In previous studies, we found that the orthosteric muscarinic agonist arecaidine propargyl ester (APE) (100 μM) induced a decreased cell proliferation and severe apoptosis in glioblastoma cancer stem cells (GSCs). In this report, we have investigated the effects mediated by hybrid (orthosteric/allosteric) muscarinic agonists P-6-Iper and N-8-Iper on GSCs survival. At variance with APE, the agonist N-8-Iper inhibited cell growth in a dose dependent manner and also impaired cell survival at low doses. The inhibitory effects of the N-8-Iper action appear to be mediated by M2 receptor activation, since they were strongly reduced by co-administration of the selective M2 receptor antagonist methoctramine as well as upon M2 receptor silencing. Moreover, analysis of the expression of phosphorylated histone H2AX (γ-H2AX) indicated that the treatment with N-8-Iper produced a decreased cell survival by induction of DNA damage. The ability of N-8-Iper to produce a cytotoxic effect and apoptosis at low doses indicates that this muscarinic agonist is a suitable probe in a putative therapeutic intervention on glioblastoma through M2 receptor activation.

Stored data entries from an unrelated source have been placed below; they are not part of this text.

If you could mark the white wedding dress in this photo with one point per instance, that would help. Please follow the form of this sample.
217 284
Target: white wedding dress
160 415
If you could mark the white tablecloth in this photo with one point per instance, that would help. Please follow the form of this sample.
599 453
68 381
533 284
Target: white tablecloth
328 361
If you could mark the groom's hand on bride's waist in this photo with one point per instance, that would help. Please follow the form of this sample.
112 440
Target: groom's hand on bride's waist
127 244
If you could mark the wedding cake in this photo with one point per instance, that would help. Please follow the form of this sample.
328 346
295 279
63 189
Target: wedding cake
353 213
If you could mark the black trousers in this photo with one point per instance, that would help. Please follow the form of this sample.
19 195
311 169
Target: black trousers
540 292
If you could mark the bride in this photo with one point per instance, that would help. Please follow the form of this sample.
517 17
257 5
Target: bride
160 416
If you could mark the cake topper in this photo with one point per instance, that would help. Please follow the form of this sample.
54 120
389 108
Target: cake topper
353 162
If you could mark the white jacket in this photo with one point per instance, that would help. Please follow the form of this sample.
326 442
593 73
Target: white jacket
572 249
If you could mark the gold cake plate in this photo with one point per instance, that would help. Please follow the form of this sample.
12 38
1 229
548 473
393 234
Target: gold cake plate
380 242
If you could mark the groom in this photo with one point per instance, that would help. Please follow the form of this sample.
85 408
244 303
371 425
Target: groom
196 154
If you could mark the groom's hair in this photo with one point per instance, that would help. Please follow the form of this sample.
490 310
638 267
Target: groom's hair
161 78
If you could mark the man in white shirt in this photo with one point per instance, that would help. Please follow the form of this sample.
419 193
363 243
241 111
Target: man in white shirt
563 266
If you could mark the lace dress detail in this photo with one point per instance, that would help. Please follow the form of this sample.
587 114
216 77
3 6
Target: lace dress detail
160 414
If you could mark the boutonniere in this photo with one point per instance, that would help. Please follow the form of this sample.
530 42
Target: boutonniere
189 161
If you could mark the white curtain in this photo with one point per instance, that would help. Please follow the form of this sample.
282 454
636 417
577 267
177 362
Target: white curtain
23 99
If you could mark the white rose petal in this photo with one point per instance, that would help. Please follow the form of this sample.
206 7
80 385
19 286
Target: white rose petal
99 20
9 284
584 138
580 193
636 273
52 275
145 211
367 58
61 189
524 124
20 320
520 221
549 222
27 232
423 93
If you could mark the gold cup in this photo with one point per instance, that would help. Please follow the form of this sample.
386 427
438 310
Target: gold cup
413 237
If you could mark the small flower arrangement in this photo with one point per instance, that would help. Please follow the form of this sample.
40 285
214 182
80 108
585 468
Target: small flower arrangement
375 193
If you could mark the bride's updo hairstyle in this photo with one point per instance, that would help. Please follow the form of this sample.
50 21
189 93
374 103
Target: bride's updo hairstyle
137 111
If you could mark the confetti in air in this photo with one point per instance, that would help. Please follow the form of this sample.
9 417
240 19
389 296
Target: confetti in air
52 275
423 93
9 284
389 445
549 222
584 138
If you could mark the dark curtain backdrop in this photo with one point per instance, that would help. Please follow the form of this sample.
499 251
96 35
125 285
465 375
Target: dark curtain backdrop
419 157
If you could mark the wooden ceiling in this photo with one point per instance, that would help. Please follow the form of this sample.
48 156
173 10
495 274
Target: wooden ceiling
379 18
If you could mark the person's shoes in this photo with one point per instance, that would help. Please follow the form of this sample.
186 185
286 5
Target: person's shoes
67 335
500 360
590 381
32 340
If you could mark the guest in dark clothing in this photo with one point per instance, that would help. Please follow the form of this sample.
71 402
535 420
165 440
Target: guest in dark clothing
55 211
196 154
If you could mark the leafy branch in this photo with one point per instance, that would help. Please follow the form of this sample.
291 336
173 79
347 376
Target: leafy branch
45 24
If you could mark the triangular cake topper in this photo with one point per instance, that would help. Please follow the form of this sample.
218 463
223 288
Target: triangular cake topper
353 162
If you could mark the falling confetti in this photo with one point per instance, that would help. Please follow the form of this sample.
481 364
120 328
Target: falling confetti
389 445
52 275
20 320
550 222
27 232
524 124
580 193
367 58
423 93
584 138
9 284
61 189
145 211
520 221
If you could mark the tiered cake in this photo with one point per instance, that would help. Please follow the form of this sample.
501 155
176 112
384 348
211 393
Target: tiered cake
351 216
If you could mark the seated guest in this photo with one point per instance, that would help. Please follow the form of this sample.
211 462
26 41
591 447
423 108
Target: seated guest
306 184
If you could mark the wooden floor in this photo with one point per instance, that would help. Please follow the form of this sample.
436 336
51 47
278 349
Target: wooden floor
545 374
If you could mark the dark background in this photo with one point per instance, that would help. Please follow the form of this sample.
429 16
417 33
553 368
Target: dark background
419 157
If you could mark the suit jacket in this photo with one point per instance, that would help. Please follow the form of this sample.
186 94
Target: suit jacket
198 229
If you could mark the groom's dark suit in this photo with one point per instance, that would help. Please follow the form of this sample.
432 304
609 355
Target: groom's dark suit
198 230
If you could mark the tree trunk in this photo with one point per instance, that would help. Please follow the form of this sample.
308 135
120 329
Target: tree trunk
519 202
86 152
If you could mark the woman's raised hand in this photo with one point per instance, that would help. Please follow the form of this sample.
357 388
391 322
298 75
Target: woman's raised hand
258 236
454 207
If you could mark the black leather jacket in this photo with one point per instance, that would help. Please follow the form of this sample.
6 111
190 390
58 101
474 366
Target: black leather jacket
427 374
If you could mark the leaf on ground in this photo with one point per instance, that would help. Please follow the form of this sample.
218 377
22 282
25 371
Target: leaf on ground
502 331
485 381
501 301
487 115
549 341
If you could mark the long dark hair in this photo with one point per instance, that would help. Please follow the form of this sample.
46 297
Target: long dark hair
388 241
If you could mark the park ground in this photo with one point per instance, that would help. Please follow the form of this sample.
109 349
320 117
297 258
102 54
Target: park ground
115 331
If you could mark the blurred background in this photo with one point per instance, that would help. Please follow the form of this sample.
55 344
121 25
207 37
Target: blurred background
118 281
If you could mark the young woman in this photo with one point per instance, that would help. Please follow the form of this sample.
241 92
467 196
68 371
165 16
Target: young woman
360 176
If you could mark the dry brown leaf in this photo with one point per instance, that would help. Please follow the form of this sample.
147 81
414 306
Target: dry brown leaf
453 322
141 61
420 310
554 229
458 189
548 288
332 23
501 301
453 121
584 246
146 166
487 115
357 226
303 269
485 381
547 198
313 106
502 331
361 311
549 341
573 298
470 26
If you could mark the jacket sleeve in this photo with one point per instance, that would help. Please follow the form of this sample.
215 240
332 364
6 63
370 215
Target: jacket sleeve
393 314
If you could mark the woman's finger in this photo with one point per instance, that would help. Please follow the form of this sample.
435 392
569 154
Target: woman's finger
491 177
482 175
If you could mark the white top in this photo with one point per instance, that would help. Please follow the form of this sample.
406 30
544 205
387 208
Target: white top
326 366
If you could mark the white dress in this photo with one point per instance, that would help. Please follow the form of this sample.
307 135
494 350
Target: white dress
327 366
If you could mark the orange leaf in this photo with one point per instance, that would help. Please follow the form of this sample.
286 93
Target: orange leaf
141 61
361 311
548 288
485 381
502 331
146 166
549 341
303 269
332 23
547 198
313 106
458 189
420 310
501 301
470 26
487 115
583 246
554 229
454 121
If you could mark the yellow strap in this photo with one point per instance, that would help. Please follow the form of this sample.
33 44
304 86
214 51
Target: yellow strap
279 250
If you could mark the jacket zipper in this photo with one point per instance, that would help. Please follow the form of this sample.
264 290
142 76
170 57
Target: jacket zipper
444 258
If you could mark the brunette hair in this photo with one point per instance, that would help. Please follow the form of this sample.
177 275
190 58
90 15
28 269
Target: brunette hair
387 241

在以前的研究中，我们发现正构毒蕈碱激动剂槟榔碱炔丙基酯（APE）（100μM）在胶质母细胞瘤癌干细胞（GSC）中诱导了细胞增殖减少和严重凋亡。在本报告中，我们研究了杂种（正构/变构）毒蕈碱激动剂P-6-Iper和N-8-Iper对GSC存活的介导作用。与APE不同，激动剂N-8-Iper以剂量依赖性方式抑制细胞生长，并且在低剂量时也损害细胞存活。N-8-Iper作用的抑制作用似乎是由M2受体激活介导的，因为选择性M2受体拮抗剂甲辛胺的共同给药以及M2受体沉默会大大降低它们的抑制作用。而且，磷酸化组蛋白H2AX（γ-H2AX）表达的分析表明，用N-8-Iper处理会诱导DNA损伤，从而降低细胞存活率。N-8-Iper在低剂量时产生细胞毒性作用和凋亡的能力表明，该毒蕈碱激动剂是通过M2受体激活对胶质母细胞瘤进行假定治疗的合适探针。